What the immigrant story supposedly registers is the difficult but ultimately rewarding struggle to become American, a transformation from wretchedness to righteousness, from victimization to voice. The mythical power of the immigrant story intoxicates. Even when the immigrant speaks explicitly of war as the origin of their Americanization, like Díaz and many others, many Americans hear them as speaking about the travails of being a new American and the horrors of the Old World. While not all war stories involve immigrants, and while war stories do not scar all immigrants, a vast territory exists where war story and immigrant story overlap. Segregating immigrant story from war story cools the seething histories of strangers who carry troubling memories of American wars, creating in their place narratives filled with damage, wound, and identity. Readers and writers often imagine damage, wound, and identity as the results of cultural conflict, being torn between two worlds, rather than what they often are, the calamitous consequences of war, colonization, and exploitation, conducted by foreign forces and domestic tyrants. The conventional immigrant story warms the heart, but the story of the immigrant as the collateral damage of American warfare warrants anger as much as tears.

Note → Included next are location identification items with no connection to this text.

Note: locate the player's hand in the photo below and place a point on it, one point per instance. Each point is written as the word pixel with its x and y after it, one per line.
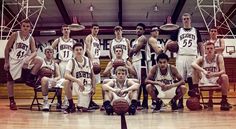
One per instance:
pixel 6 66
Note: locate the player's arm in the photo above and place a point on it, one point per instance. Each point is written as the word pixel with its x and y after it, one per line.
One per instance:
pixel 8 47
pixel 128 44
pixel 222 46
pixel 153 43
pixel 88 41
pixel 142 41
pixel 196 65
pixel 55 43
pixel 173 38
pixel 33 49
pixel 108 86
pixel 176 74
pixel 221 66
pixel 150 77
pixel 57 72
pixel 200 43
pixel 131 69
pixel 107 70
pixel 132 86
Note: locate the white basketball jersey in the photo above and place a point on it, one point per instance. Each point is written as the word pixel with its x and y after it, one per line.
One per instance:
pixel 82 71
pixel 65 49
pixel 120 44
pixel 137 56
pixel 150 52
pixel 187 41
pixel 210 67
pixel 95 48
pixel 20 48
pixel 50 65
pixel 167 78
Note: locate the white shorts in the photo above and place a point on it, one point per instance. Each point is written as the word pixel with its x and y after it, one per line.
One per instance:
pixel 138 65
pixel 83 97
pixel 16 67
pixel 115 97
pixel 62 66
pixel 183 65
pixel 169 94
pixel 97 76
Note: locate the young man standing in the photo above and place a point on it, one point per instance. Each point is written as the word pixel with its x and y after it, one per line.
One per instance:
pixel 20 58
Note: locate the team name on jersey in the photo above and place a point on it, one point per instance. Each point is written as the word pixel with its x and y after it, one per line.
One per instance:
pixel 211 69
pixel 83 74
pixel 64 46
pixel 165 81
pixel 191 36
pixel 122 46
pixel 21 46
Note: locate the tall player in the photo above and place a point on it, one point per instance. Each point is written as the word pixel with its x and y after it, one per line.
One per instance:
pixel 219 42
pixel 80 79
pixel 93 52
pixel 64 45
pixel 139 62
pixel 190 43
pixel 20 56
pixel 153 48
pixel 120 42
pixel 161 83
pixel 210 69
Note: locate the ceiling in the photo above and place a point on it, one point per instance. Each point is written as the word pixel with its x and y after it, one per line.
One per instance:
pixel 108 13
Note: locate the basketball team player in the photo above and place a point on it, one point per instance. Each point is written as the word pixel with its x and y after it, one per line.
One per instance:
pixel 64 45
pixel 121 42
pixel 189 41
pixel 210 69
pixel 21 59
pixel 153 48
pixel 121 87
pixel 80 80
pixel 93 50
pixel 110 68
pixel 219 42
pixel 164 81
pixel 138 54
pixel 50 81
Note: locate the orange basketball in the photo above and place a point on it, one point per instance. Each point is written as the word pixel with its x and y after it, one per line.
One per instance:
pixel 120 106
pixel 172 47
pixel 193 103
pixel 118 62
pixel 45 71
pixel 96 68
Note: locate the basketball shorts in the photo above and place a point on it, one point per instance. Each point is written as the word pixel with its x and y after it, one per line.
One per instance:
pixel 183 65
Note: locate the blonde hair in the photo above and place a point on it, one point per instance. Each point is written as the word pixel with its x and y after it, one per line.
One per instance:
pixel 121 68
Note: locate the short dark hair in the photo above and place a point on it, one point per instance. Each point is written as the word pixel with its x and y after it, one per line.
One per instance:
pixel 25 21
pixel 162 56
pixel 64 25
pixel 142 25
pixel 78 44
pixel 94 25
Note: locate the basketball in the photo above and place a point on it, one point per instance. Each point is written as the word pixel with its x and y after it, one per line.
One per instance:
pixel 118 62
pixel 96 68
pixel 193 103
pixel 120 106
pixel 45 71
pixel 172 47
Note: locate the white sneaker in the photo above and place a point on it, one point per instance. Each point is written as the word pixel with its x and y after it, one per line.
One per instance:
pixel 45 105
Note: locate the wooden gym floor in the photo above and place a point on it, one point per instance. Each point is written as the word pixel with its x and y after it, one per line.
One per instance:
pixel 26 119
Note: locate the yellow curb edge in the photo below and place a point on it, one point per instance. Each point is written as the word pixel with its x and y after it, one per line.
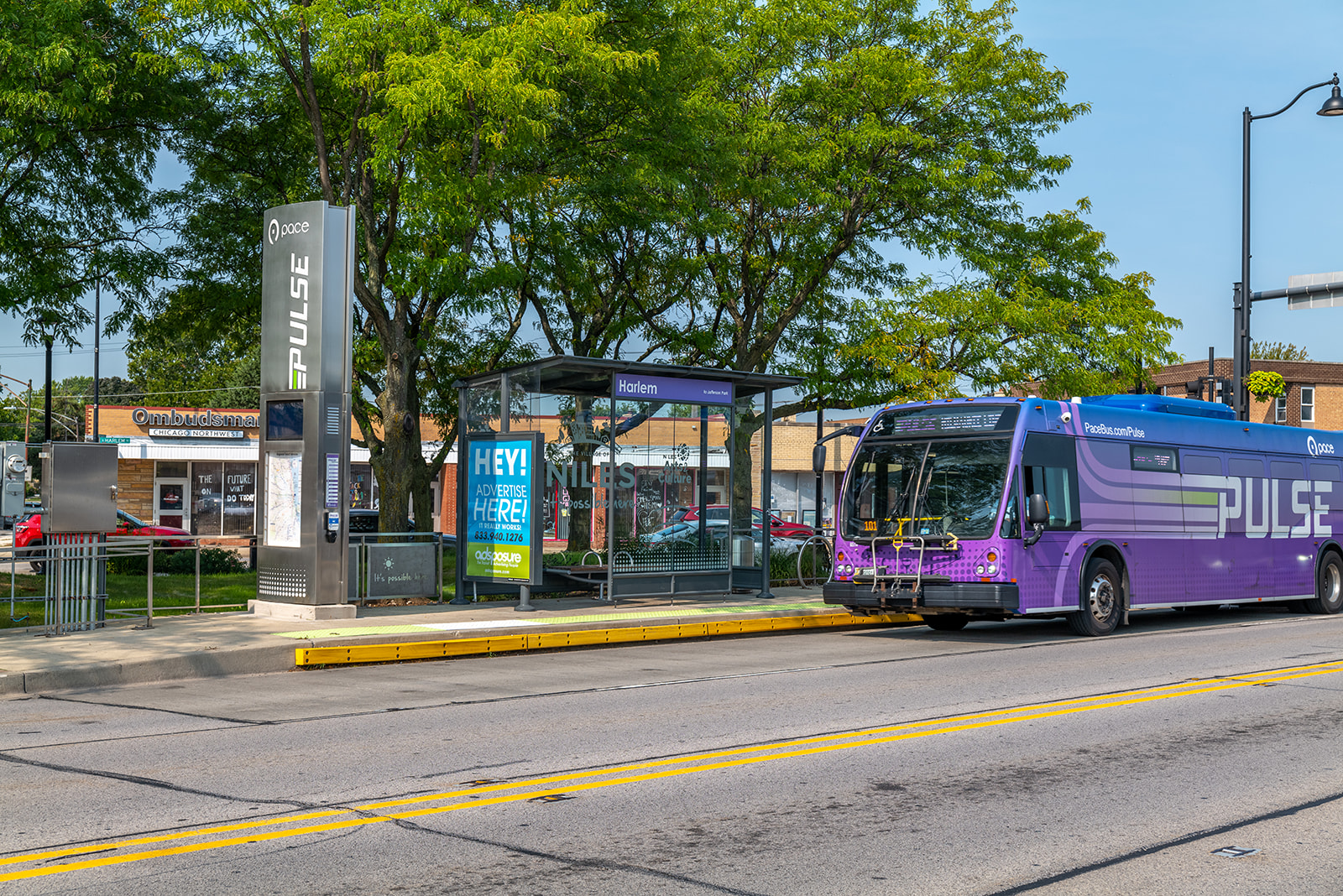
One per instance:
pixel 557 640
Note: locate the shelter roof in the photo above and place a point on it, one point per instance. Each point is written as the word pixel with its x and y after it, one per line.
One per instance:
pixel 579 376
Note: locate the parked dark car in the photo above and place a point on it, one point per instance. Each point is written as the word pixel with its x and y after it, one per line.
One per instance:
pixel 778 528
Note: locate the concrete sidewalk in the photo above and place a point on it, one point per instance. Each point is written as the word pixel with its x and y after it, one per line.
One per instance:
pixel 214 644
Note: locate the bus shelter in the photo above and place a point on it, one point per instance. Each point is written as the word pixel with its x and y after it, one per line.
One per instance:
pixel 615 477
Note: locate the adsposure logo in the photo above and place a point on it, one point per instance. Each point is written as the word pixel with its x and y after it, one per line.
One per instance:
pixel 275 231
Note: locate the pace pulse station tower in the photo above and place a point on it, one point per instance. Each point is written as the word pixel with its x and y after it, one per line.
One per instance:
pixel 308 270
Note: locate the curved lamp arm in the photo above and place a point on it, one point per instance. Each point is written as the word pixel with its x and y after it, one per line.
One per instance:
pixel 1323 83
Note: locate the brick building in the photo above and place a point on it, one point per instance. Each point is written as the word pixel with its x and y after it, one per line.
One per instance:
pixel 1313 400
pixel 196 468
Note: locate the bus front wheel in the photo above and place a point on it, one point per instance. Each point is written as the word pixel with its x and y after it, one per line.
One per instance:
pixel 1329 586
pixel 1101 600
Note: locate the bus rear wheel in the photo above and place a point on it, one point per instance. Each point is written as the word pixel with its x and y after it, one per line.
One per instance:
pixel 946 622
pixel 1329 586
pixel 1101 600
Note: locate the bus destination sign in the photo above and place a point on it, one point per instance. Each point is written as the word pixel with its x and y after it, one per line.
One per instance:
pixel 946 420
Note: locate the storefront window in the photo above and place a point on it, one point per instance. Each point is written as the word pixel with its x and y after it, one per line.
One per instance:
pixel 206 497
pixel 171 470
pixel 363 487
pixel 239 499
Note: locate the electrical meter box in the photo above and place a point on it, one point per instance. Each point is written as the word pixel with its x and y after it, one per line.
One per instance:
pixel 13 464
pixel 78 487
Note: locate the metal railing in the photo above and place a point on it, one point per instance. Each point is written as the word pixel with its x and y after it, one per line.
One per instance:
pixel 74 569
pixel 76 573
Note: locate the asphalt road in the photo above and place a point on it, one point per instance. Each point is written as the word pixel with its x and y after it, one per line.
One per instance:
pixel 1006 758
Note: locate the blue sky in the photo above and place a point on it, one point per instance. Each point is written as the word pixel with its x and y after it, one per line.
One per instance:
pixel 1159 157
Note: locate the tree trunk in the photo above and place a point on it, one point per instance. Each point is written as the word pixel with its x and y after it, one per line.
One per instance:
pixel 581 461
pixel 398 461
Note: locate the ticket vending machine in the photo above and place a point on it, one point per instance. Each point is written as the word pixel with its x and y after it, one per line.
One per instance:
pixel 308 268
pixel 13 464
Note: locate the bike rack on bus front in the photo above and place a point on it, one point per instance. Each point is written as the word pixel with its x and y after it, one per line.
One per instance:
pixel 899 541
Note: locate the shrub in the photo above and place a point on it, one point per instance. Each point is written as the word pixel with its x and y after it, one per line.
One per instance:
pixel 1266 384
pixel 214 561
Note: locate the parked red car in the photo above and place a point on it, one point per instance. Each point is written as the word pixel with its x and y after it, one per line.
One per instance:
pixel 778 528
pixel 27 534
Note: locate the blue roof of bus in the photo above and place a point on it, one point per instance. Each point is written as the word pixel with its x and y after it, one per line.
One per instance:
pixel 1165 404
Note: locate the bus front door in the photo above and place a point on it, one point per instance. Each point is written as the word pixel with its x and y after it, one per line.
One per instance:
pixel 1049 468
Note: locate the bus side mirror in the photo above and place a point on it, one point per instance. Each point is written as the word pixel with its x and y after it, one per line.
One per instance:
pixel 1037 514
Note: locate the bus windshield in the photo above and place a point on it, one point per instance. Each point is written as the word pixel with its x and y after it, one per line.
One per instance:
pixel 926 488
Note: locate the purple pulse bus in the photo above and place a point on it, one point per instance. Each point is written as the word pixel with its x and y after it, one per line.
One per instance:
pixel 990 508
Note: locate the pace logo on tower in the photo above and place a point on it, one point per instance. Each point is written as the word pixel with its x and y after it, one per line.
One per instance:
pixel 297 320
pixel 275 231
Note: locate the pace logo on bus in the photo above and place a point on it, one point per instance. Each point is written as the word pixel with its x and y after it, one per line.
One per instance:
pixel 1318 448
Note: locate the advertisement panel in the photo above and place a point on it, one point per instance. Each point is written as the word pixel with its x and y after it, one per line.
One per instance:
pixel 503 508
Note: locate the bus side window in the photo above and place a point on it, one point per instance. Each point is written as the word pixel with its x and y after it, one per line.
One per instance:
pixel 1049 466
pixel 1201 464
pixel 1011 522
pixel 1325 472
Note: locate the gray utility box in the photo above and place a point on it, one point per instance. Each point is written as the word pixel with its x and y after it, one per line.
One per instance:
pixel 13 463
pixel 78 487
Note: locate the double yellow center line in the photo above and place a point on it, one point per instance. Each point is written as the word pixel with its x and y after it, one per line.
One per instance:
pixel 54 862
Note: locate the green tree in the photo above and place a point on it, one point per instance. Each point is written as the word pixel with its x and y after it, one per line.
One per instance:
pixel 414 110
pixel 1044 309
pixel 84 105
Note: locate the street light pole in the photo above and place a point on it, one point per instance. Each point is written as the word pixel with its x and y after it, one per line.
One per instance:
pixel 47 340
pixel 1241 297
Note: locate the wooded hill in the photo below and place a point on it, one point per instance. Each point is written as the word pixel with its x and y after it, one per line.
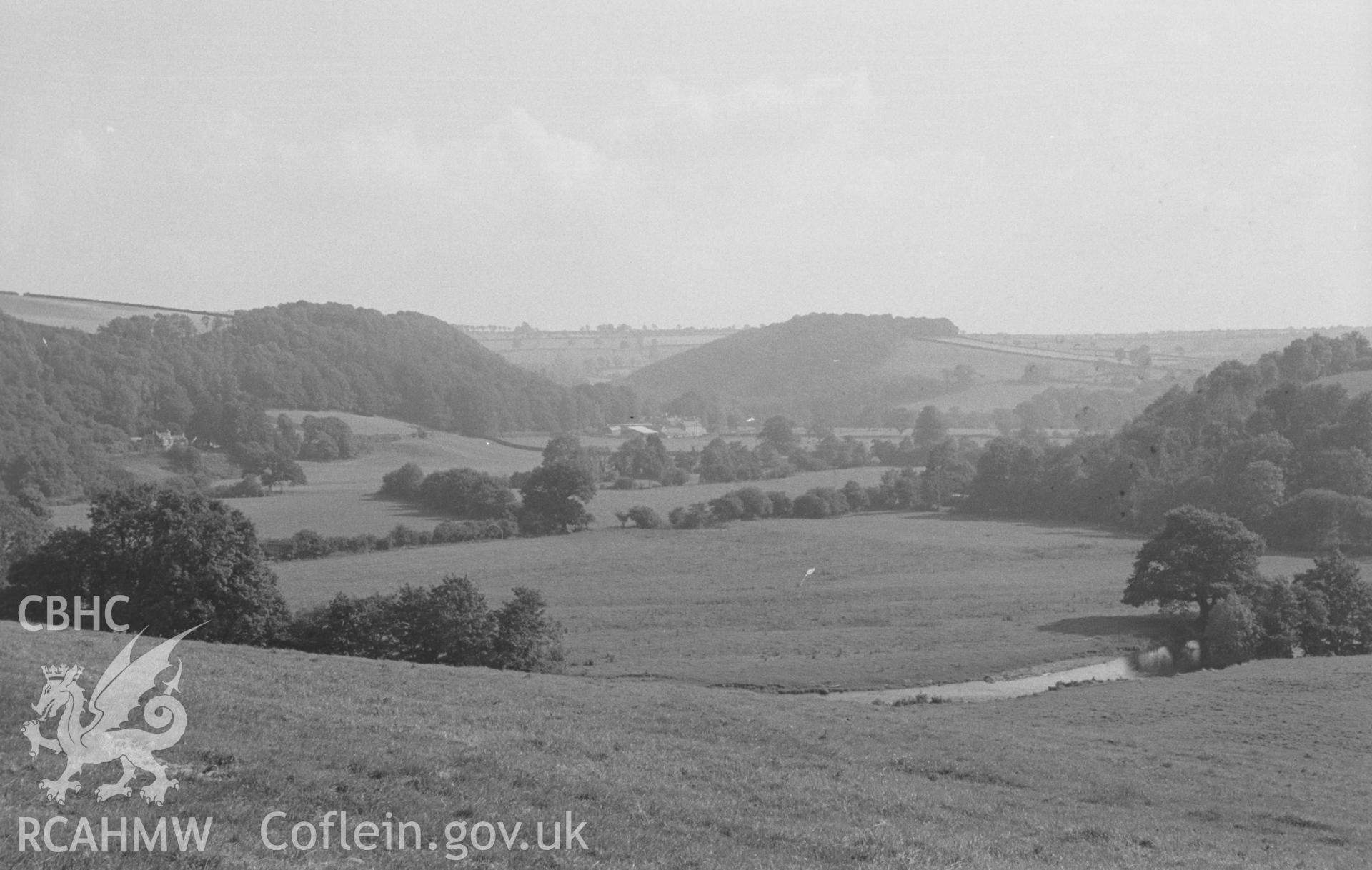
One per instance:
pixel 808 365
pixel 70 399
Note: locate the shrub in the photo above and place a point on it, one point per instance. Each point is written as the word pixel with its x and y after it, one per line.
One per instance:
pixel 726 508
pixel 675 476
pixel 183 559
pixel 810 506
pixel 309 544
pixel 755 503
pixel 525 637
pixel 644 516
pixel 1233 633
pixel 1278 611
pixel 692 516
pixel 449 624
pixel 781 504
pixel 855 496
pixel 1337 609
pixel 404 482
pixel 247 487
pixel 1321 519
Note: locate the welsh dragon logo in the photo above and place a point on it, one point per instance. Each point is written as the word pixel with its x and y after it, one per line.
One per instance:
pixel 102 740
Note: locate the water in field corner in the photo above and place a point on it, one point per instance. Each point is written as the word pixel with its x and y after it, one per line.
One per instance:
pixel 995 691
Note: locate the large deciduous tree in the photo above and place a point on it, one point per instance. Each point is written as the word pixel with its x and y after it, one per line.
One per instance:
pixel 1195 557
pixel 556 493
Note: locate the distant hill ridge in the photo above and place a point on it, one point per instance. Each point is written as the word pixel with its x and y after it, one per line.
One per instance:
pixel 806 356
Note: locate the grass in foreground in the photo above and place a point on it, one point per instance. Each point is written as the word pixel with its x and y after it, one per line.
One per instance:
pixel 1257 766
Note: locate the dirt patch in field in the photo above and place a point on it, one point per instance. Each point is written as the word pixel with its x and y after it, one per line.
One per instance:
pixel 993 689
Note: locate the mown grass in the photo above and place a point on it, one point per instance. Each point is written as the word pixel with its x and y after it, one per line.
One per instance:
pixel 1257 766
pixel 896 600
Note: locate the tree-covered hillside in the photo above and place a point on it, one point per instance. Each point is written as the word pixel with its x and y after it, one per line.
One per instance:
pixel 806 364
pixel 69 400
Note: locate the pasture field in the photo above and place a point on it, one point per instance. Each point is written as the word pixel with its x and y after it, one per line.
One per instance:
pixel 1353 382
pixel 1268 767
pixel 341 496
pixel 86 314
pixel 896 600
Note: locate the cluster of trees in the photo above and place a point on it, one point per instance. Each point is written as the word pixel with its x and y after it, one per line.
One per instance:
pixel 70 400
pixel 1211 560
pixel 449 624
pixel 184 559
pixel 906 489
pixel 462 491
pixel 180 557
pixel 309 544
pixel 1261 442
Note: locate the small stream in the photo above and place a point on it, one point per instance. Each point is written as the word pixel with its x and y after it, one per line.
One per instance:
pixel 995 691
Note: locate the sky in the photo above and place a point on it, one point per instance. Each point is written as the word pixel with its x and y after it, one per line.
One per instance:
pixel 1035 168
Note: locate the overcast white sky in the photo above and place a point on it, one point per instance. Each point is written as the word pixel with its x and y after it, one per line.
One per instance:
pixel 1013 166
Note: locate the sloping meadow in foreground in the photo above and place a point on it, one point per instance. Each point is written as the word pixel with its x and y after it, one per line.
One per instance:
pixel 1261 765
pixel 896 600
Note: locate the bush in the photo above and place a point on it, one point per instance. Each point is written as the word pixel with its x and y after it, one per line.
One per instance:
pixel 675 476
pixel 404 482
pixel 756 505
pixel 642 516
pixel 247 487
pixel 183 559
pixel 1337 609
pixel 810 506
pixel 309 544
pixel 726 508
pixel 692 516
pixel 1233 633
pixel 447 624
pixel 855 496
pixel 782 505
pixel 1321 519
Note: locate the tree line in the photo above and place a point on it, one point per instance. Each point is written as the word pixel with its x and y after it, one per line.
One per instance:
pixel 1261 442
pixel 70 401
pixel 186 559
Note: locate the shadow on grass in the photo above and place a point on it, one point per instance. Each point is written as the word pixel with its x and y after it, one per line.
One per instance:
pixel 408 509
pixel 1154 626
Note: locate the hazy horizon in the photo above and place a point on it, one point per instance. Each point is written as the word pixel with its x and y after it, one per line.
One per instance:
pixel 1050 169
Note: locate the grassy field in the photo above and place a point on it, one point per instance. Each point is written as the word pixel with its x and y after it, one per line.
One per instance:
pixel 1353 382
pixel 339 499
pixel 896 600
pixel 83 314
pixel 1266 769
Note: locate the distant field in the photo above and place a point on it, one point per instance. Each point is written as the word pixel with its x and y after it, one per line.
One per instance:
pixel 83 314
pixel 932 359
pixel 1353 382
pixel 896 600
pixel 1256 766
pixel 339 499
pixel 1205 349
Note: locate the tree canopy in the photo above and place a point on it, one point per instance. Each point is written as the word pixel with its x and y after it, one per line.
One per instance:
pixel 1197 557
pixel 180 557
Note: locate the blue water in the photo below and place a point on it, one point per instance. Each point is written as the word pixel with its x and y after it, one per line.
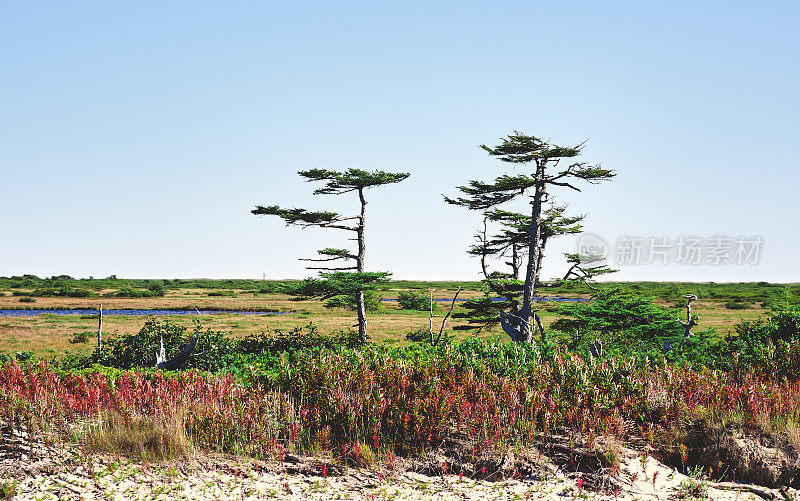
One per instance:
pixel 497 299
pixel 127 312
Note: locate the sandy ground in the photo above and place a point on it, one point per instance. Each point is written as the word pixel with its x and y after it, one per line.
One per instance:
pixel 65 472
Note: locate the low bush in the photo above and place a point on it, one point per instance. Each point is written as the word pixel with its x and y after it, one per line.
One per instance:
pixel 80 337
pixel 372 301
pixel 736 305
pixel 410 300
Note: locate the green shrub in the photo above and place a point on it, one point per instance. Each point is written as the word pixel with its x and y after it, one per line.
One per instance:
pixel 372 301
pixel 80 337
pixel 419 335
pixel 409 300
pixel 214 349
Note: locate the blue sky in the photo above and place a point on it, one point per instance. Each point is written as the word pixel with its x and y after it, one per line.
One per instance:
pixel 135 137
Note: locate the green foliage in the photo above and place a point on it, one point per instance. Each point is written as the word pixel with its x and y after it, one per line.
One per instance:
pixel 337 183
pixel 132 293
pixel 214 349
pixel 625 322
pixel 8 489
pixel 736 305
pixel 409 300
pixel 771 346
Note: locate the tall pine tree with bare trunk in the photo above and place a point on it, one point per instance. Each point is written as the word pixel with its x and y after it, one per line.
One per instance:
pixel 350 278
pixel 544 158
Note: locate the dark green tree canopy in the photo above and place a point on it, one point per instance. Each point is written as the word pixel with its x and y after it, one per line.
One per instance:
pixel 337 183
pixel 547 170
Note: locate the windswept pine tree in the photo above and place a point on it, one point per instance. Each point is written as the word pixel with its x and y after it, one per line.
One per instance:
pixel 544 158
pixel 346 272
pixel 503 290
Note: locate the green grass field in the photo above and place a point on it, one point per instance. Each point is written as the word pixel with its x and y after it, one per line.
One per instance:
pixel 48 335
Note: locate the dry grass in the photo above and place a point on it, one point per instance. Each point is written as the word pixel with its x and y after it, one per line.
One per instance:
pixel 152 437
pixel 48 335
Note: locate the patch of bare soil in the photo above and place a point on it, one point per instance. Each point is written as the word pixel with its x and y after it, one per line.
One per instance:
pixel 558 472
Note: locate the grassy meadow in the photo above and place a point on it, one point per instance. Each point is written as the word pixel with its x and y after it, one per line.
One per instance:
pixel 50 334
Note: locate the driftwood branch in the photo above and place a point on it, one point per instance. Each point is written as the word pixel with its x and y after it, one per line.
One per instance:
pixel 444 321
pixel 178 361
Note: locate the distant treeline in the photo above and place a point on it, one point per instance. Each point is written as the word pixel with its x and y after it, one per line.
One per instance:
pixel 735 295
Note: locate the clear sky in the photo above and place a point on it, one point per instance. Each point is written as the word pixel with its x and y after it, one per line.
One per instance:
pixel 135 137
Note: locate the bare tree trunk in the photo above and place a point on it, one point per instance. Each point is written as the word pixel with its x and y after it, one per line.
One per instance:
pixel 534 252
pixel 362 250
pixel 100 332
pixel 444 321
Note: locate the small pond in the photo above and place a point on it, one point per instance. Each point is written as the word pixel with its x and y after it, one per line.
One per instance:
pixel 127 312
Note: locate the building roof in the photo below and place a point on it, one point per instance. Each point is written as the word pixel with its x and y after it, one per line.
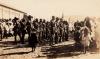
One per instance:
pixel 12 8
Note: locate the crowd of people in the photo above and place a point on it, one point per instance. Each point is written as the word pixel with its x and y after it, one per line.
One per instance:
pixel 50 32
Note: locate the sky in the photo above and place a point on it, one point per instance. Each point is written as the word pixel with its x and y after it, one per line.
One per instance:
pixel 47 8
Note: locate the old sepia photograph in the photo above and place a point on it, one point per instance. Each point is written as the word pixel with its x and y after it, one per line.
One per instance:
pixel 49 29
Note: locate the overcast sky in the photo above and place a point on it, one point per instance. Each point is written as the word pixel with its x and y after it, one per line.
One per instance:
pixel 47 8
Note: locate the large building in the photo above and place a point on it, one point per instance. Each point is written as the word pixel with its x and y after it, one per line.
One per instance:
pixel 7 12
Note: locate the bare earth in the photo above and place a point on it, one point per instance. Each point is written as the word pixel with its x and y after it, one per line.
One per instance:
pixel 59 51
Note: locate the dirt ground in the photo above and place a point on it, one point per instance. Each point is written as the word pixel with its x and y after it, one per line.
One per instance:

The writer who is marked as ethnic or racial, who is categorized and looked down on for engaging in “identity politics,” must not simply accept or deny that pejorative. To do so is to be forced into accepting the impossible choice that a dominant society built on whiteness gives to its minorities: be a victim or have a voice, accept one’s lesser identity or strive to have no identity. To have no identity at all is the privilege of whiteness, which is the identity that pretends not to have an identity, that denies how it is tied to capitalism, to race, and to war. Inasmuch as victimization and voice are the particular and inevitable forms of alienation for minorities, so is whiteness the form of alienation for white people. Victimization and voice become the markers of difference and identity for minorities, while whiteness becomes unmarked alienation, manifest in the supposedly universal experiences of loneliness, divorce, ennui, and anomie, all of which are the cancerous costs of living in a capitalist society whose profits also accrue to whiteness. If it is true that identity politics is navel-gazing, then so is the whiteness of white people and the self-absorption of those in power. This whiteness and this power remains unchallenged by the kind of minority identity politics that does not call out the identity politics of whites or speak truth to the power of the war machine. Minorities must dissent from the terms that a regime of whiteness offers. They must call forth anger and rage, demand solidarity and revolution, critique whiteness, domination, power, and all the faces of the war machine. Southeast Asians must insist that the war that defines them in America is not only their war, but a war made by white people, a war that is not an aberration but a manifestation of a war machine that would prefer refugees to think of their stories as immigrant stories.